A written report of a doctor, dated February 3, 1947, was introduced in evidence. The report reads:
“History:
“Claimant states that, the latter part of Jan. 1945, while working for the Douglas Air Craft Co., his left eye was injured by the bursting of a compressed air hose (300 lbs pressure) near the left side of his face, some foreign matter was removed from his eye the same day and that he had apparently recovered but in Sept. 1946, he suddenly discovered that he was blind in his left eye.
“Examination:
“Right eye normal. Left eye — vision light perception only. There is a marked detachment of the retina; especially in the lower half.
“Conclusion:
“It is my opinion that there was some injury to some of the underlying structures of the eye at the time of the accident which gradually caused his present condition. The fact that he had no subjective symptoms for a long time does not preclude this injury as a causative factor. His loss of vision will be permanent.”
Respondent introduced in evidence a written report of a doctor who had made a pre-employment physical examination of the claimant. The report in reference to claimant’s vision at the time states: Right eye 20-20, left 15-20.
Respondent introduced in evidence a written report of a doctor dated January 31, 1947, which states that claimant gave a history of a sand-blast hose bursting; that trash flew in his left eye; that he was treated at the dispensary for the injury, and that the accident occurred in January of 1945.
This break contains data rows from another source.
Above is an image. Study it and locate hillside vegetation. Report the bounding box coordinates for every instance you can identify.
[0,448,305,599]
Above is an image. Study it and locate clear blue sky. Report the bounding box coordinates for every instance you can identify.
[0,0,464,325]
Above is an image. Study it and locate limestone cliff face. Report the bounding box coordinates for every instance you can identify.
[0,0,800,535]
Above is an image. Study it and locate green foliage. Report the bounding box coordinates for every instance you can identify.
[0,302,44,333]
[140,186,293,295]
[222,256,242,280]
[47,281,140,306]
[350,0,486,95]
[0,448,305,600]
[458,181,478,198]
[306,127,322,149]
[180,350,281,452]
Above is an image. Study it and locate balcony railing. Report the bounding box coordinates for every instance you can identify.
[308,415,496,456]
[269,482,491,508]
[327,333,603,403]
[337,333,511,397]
*223The report states as findings: that claimant’s left eye shows an extensive retinal detachment and that vision is reduced to large objects. The report states, as conclusion, that claimant is industrially blind in the left eye, and that:
“The question in this case is whether or not the detachment occurred as a result of the injury he sustained in 1945 or is due to a more recent injury or some other cause.”
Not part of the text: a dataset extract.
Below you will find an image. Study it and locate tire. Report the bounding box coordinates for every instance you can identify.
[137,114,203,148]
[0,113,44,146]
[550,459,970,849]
Such was the question before the commission. The question of whether claimant’s blindness was due to the accident or from other cause was a question of fact for the determination of the commission from the evidence before it.
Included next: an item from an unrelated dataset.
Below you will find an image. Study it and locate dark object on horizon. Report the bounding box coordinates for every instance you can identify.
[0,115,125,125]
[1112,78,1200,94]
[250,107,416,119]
It is noted that these reports of the physician who examined the claimant two years after the accident reflect practically the same history of the accident and the same physical findings. One states a conclusion that claimant’s blindness resulted from the accident. The other in effect states that any conclusion to be drawn as to whether' claimant’s blindness resulted from the accident or was due to other causes would be speculative.
As was said in Standard Roofing & Material Co. v. Mosley, 176 Okla. 517, 56 P. 2d 847:
“The State Industrial Commission is at liberty to refuse to give credence to any portion of the evidence which in its opinion is not entitled to cre-r dence, nor is it required to give credence to the greater amount of evidence as against the lesser.”
And as noted in Hazel-Atlas Glass Co. et al. v. Greenwood et al., 178 Okla. 69, 61 P. 2d 639:
“In an action to review an award of the State Industrial Commission, this court will not review the evidence to determine the weight and value thereof on questions of fact.”
The commission found the evidence unconvincing to its mind and insufficient to establish a causal connection between claimant’s disability and the accident and denied the claim for compensation. We will not weigh the evidence and substitute our judgment for that of the commission. In this view a discussion of the issue of limitations is not required.
The order denying an award is sustained.